Also die Länge richtet sich normalerweise nach der Transportlänge der Rute und die wird im zerlegten Zustand gemessen. Solltest du jetzt ausschließlich kurze Spinruten von 180cm transportieren wollen (wovon ich jetzt eher nicht ausgehe) kannst du die auch zusammen gesteckt reinschmeißen. Aber ne 13ft Rute - da wirst du keine passende Tasche finden ;o) die musst du zerlegen.


----------



## Stulle (16. Juni 2016)

*AW: Rutentasche*


----------



## AURS5 (16. Juni 2016)

*AW: Rutentasche*

Danke für eure schnellen Antworten. 
  Meine Rute hat eine Gesamtlänge von 2,70 m, falls die Info wichtig ist. 
  Hättet ihr vielleicht noch einen Tipp worauf ich beim Kauf achten sollte?


----------



## Stulle (16. Juni 2016)

*AW: Rutentasche*

Kommt drauf an. Willst viel Zubehör mitnehmen, mit oder ohne Rolle, oder gepolstert für mehr Schutz, mit trennsteg damit sich nichts aneinander reibt Vieleicht gleich mit getrennten Kammern? Brauchbares gibt es schon recht billig.


----------



## el.Lucio (16. Juni 2016)

*AW: Rutentasche*



AURS5 schrieb:


> Danke für eure schnellen Antworten.
> Meine Rute hat eine Gesamtlänge von 2,70 m, falls die Info wichtig ist.
> Hättet ihr vielleicht noch einen Tipp worauf ich beim Kauf achten sollte?



Das die Rute rein passt 

Nein im Ernst, dann reicht dir ja ne Tasche mit 1,40 - 1,50m.
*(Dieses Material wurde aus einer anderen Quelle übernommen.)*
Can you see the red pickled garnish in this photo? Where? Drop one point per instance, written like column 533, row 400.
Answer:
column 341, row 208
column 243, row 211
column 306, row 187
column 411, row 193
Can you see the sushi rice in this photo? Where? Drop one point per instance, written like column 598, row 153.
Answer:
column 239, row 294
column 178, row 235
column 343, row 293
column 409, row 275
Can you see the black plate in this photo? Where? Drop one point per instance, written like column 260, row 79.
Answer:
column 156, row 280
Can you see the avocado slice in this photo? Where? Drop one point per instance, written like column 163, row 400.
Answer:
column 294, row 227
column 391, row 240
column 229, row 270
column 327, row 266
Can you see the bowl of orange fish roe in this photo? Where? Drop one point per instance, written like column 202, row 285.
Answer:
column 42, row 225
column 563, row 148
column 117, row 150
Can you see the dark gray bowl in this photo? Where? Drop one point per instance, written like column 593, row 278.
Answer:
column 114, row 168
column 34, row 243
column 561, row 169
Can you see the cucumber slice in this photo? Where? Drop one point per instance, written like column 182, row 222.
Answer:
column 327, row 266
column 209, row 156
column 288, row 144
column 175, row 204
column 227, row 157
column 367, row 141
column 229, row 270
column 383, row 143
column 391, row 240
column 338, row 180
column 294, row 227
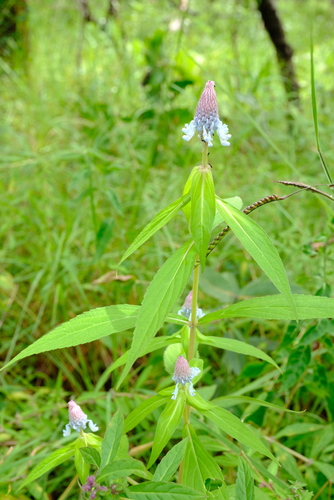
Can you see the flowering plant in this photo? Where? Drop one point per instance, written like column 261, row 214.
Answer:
column 189, row 469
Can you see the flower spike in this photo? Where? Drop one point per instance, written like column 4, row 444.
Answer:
column 206, row 120
column 184, row 374
column 77, row 420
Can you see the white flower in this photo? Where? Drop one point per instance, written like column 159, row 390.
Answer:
column 186, row 308
column 77, row 420
column 206, row 120
column 184, row 374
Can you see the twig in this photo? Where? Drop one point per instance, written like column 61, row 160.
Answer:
column 265, row 201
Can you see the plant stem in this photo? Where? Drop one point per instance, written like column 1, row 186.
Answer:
column 193, row 319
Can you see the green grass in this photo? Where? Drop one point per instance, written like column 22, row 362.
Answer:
column 86, row 148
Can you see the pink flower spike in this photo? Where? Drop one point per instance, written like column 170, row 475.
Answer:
column 78, row 420
column 184, row 374
column 206, row 120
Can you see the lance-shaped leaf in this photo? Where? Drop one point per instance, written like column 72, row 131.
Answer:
column 230, row 424
column 260, row 247
column 164, row 290
column 198, row 464
column 157, row 343
column 236, row 346
column 203, row 208
column 91, row 456
column 54, row 459
column 123, row 468
column 81, row 465
column 112, row 439
column 89, row 326
column 162, row 491
column 157, row 223
column 275, row 307
column 167, row 424
column 144, row 409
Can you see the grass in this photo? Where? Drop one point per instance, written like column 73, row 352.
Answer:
column 89, row 154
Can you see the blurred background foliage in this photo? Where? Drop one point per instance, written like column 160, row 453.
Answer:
column 93, row 103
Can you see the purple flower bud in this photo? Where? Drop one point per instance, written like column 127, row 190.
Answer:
column 184, row 374
column 206, row 120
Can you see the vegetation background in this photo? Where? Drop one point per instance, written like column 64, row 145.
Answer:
column 91, row 149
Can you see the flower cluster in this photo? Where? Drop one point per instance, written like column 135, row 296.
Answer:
column 184, row 374
column 78, row 420
column 206, row 120
column 186, row 308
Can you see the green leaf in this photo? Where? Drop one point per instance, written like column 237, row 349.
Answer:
column 157, row 223
column 167, row 424
column 186, row 190
column 198, row 402
column 244, row 487
column 103, row 236
column 230, row 424
column 275, row 307
column 123, row 468
column 162, row 491
column 236, row 346
column 144, row 409
column 298, row 361
column 91, row 456
column 112, row 439
column 259, row 246
column 54, row 459
column 203, row 208
column 170, row 463
column 198, row 464
column 228, row 401
column 164, row 290
column 89, row 326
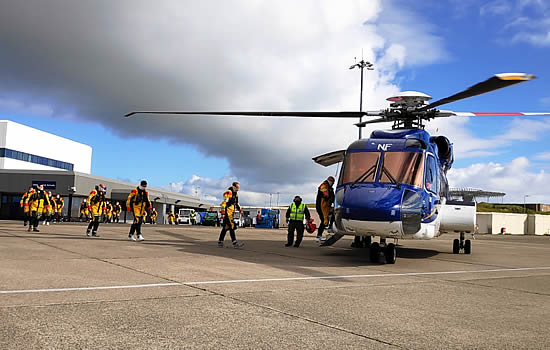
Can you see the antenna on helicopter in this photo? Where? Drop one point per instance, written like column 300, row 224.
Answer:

Die sind dann auch noch gut zu transportieren. Ich schau immer das die Tasche normale tragegurten *und* rucksackgurte hat. Wie zum Bsp. Die Behr Allround Rutetasche.


#h


----------



## Stulle (16. Juni 2016)

*AW: Rutentasche*

Ein guter Sitz der tragegurte ist nicht immer sicher da könnte man drauf achten.


----------



## mittellandchannel (16. Juni 2016)

*AW: Rutentasche*



AURS5 schrieb:


> Danke für eure schnellen Antworten.
> Meine Rute hat eine Gesamtlänge von 2,70 m, falls die Info wichtig ist.
> Hättet ihr vielleicht noch einen Tipp worauf ich beim Kauf achten sollte?



Ich glaube die Gesamtlänge interessiert da nicht, sondern eher die Transportlänge!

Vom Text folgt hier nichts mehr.